Ese grande hombre, don Mario Echandi Jiménez, fue conmigo un padre, un amigo, un consejero que me regaló a lo largo de muchos años el calor de su hogar y la sabiduría de sus vastas experiencias políticas.
Por él y con él tuve acceso a ámbitos no siempre abiertos de los ajetreos políticos, conociendo cómo suelen acontecer ahí las cosas y tratando de aprender a interpretarlas y a analizarlas. En eso era un gran maestro; poseía una refinada intuición que proyectaba más y más su aguda inteligencia y sus innatas habilidades políticas.
Era un auténtico “animal político”. Y la mejor constatación de ello fue su vertiginoso ascenso a la Presidencia de la República, tras llegar como el único diputado propietario a la Asamblea Legislativa electo por el Partido Unión Nacional y destacar como uno de los grandes parlamentarios de la historia costarricense.
Su entrega al estudio de los problemas, su capacidad retentiva, su envidiable oratoria siempre directa, valiente y puntillosa, y su habilidad para sacar provecho de los errores en que reiteradamente caía la fracción oficialista que retenía dos tercios de las curules (el peor de todos fue el fallido proceso para declararlo traidor a la Patria) fueron labrándole la prominencia propia de los líderes.
Fue el catalizador de las dispersas bancadas del Partido Republicano Nacional y del Partido Demócrata, armazón integrada para la convención de 1957 que ganó y de su candidatura presidencial en 1958, a la que le dio determinante apoyo desde el exilio el Dr. Calderón Guardia.
Impredecible respaldo a diez años de la revolución, proceso en el que Echandi escribe el historiador Guillermo Villegas fue “excelente secretario general del Unión Nacional y pilar de la lucha contra el régimen”.
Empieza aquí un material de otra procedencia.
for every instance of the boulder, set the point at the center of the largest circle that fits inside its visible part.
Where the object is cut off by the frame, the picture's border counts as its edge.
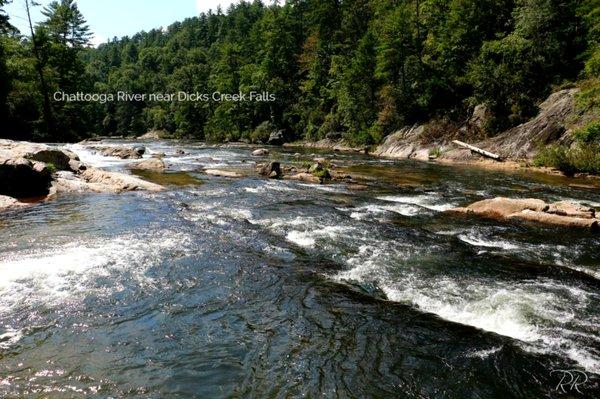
(276, 138)
(401, 144)
(500, 207)
(260, 152)
(562, 214)
(120, 152)
(556, 220)
(566, 208)
(222, 173)
(7, 203)
(149, 164)
(116, 182)
(306, 177)
(272, 170)
(23, 178)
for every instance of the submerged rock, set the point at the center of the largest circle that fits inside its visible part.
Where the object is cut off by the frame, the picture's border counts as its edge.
(306, 177)
(22, 178)
(149, 164)
(272, 170)
(7, 203)
(260, 152)
(120, 152)
(117, 182)
(222, 173)
(563, 214)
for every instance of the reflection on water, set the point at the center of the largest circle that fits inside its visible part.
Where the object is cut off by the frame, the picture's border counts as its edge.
(253, 287)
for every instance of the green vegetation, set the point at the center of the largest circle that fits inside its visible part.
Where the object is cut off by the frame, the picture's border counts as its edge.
(359, 68)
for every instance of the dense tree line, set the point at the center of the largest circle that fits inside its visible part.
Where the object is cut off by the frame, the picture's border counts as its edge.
(361, 68)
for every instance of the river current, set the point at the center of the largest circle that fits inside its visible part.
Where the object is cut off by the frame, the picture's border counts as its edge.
(259, 288)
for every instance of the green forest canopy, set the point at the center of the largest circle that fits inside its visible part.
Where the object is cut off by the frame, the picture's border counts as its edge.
(362, 68)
Don Mario acopia en su cuatrienio hechos y realizaciones de gran valor grabados en la universalización del seguro social, la creación del ITCO y del SNAA, el Plan Vial, la construcción de escuelas y el saneamiento de las finanzas públicas.
Yo hago hincapié en su empeño por restañar las heridas del ’48, de lo que son elocuentes la reconciliación con el “caldero-comunismo” y la composición de su gabinete, la integridad moral de su gestión ejemplar y contrastante con la Costa Rica de hoy y su irrenunciable respeto al orden jurídico.
Recuerdo cómo aquella semilla facilitó al tiempo su reencuentro con don José Figueres rememoro cuando él lo invitó “de a calleyo” a un homenaje de sus partidarios, le pidió total reserva en ello y le dijo con toda la ironía que el Viejo sabía usar: “¡Vas a ver la cara de esos carajos cuando nos vean entrar juntos, yo que les enseñé a odiarte!”, la elegancia con que manejó los casos de gente muy cercana a quienes debía sancionar, y la visita que a pocos días de expirar su mandato le hicieron los magistrados de la Corte Suprema de Justicia en reconocimiento a su absoluto y total apego al respeto de la Ley y a los deberes con la Patria. Entonces, el magistrado don Antonio Jiménez Arana su compañero en la Escuela de Derecho parafraseó: “Señor Presidente: usted no le ha fallado a la Patria. No tiene deudas con ella ni ella con usted. Don Mario: usted y la Patria están en paz”.
Imborrable en mi memoria ese Mario. Como el Mario de carne y hueso, el que conocí tan cercanamente en los hermosos refugios que tenía en su casa de habitación, en Cascajal de Coronado, en Puntarenas, en su isla de Costa de Pájaros, en El Coyol.
El del arroz y frijoles, papas fritas y chorizo de la carnicería de Miguel en San Isidro y otras pocas exquisiteces que le sabía preparar Socorro “mi hermana”, decía con orgullo, el whiskero de las largas jornadas con su JyB, queso colorado y jamón ibérico que igual acompañaba con frijoles destripados con tenedor eso sí, negros.
El invencible jugador de póquer, el gallero, el que se detenía en quién sabe cuántos comercios a renovar amistades con viejos conocidos de las zonas rurales, el que se desentendía de las presas que hacía mal parqueado para comprar pejibayes, el que compartía una gran vocación por el buen gusto en la decoración de sus espacios y en los bellísimos jardines de Cascajal con doña Olga De Benedictis, exquisita, elegante y culta dama. ¡Cómo disfruté de su honrosa amistad!